Mas quem assombra Truman é sua mãe morta. Um fantasma nas fantasias mais terríveis dele, Jessica Lange imprime seu habitual sarcasmo e violento tom de marasmo para assombrar o filho. É ela que, em momentos de fraqueza e devaneios, tenta e articula a derrocada dele. Movimento de autoestima destruída e a manutenção de uma relação desvairada de atenção, culpa e infelicidade, ela é peão da imaginação de Capote, uma águia-gárgula, sedenta.
Longe do frenesi cronológico que tornou Bette and Joan uma peça à parte do que era veiculado na TV, a segunda temporada de Feud busca o caminho psicológico da derrocada e do embate do título. Afinal, entre os anos que marcam a amizade e a cisão de Capote e as Cisnes, cabe ressentimento e muita mágoa não processada.
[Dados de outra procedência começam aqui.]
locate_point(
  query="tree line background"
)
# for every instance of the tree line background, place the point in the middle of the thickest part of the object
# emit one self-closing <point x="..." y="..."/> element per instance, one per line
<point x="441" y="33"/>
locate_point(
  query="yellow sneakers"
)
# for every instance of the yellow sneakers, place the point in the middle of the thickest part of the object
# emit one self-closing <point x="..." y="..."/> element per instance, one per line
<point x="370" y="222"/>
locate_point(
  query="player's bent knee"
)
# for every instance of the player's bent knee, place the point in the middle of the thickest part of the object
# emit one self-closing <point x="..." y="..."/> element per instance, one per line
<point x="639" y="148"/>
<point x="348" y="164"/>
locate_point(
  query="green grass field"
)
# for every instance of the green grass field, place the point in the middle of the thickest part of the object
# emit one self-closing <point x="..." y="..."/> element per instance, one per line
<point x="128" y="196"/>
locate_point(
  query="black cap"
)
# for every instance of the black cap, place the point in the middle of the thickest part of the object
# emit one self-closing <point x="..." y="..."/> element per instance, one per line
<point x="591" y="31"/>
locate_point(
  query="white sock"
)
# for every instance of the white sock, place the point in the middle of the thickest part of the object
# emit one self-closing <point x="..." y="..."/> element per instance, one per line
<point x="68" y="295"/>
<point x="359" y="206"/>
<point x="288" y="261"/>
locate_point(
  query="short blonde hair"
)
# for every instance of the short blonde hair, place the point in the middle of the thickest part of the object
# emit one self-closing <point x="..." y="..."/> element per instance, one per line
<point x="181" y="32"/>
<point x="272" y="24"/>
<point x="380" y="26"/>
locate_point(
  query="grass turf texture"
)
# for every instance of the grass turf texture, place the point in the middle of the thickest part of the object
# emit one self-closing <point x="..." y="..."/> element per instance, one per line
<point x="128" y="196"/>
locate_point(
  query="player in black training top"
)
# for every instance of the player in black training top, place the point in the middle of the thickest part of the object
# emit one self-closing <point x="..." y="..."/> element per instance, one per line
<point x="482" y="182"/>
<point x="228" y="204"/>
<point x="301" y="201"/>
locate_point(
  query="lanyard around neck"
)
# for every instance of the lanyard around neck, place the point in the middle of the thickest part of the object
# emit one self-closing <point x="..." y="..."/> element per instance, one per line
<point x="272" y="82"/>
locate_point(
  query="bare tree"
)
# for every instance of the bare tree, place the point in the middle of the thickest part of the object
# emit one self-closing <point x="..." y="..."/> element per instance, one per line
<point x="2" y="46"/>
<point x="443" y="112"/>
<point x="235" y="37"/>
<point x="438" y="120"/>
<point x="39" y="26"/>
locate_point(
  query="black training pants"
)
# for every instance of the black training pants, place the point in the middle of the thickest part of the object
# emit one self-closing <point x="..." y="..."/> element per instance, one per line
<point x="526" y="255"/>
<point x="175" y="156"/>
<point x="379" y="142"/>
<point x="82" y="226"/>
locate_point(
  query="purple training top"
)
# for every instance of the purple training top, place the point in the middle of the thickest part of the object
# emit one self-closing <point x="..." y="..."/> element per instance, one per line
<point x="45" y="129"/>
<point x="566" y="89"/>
Em romances passageiros, Truman idealiza John O’Shea, em quem Russell Tovey flexiona indignação, nojo e a homofobia internalizada que ainda estava em vigor antes da crise da AIDS. Sua filha, Kate (Ella Beatty), é apadrinhada por Truman, que despeja nela os vestidos, colares e penteados que tanto sente falta de ver no corpo de Babe. Numa sucessão de decisões precipitadas e enviesadas pelo vício, o personagem se afoga física e literalmente.
Suas Cisnes, à deriva no lago de privilégio e falsa proteção, percebem a passagem do tempo e seu estado obsoleto. Quando Nova York rejeita o passado, elas não têm espaço para prosperarem como em outrora. As jaulas do zoo são abertas e, sem supervisão, as feras se mordem, mastigam as fraquezas e digerem as desconfianças; Truman passou de simples visitante a zelador do local.
O manuscrito de Answered Prayers, o rascunho dessas histórias cruéis que desnudaram as amigas e seus podres, nunca foi encontrado ou publicado. Truman Capote morreu em 1984, distante de todos, abraçado pelos vícios, pela frustração e pelos fantasmas mortais de cada alma que arruinou. No centro da tempestade, a mãe, suicida, assombrando o futuro do filho. Ele, tão genial e tão genioso, desde criança fadado a amar e odiar as mulheres que melhor imitavam os atributos maternos que viu sendo ensaiados na sala de casa, aguados com vodca, cheirando a cigarro e sem uma fresta de paz ou sossego.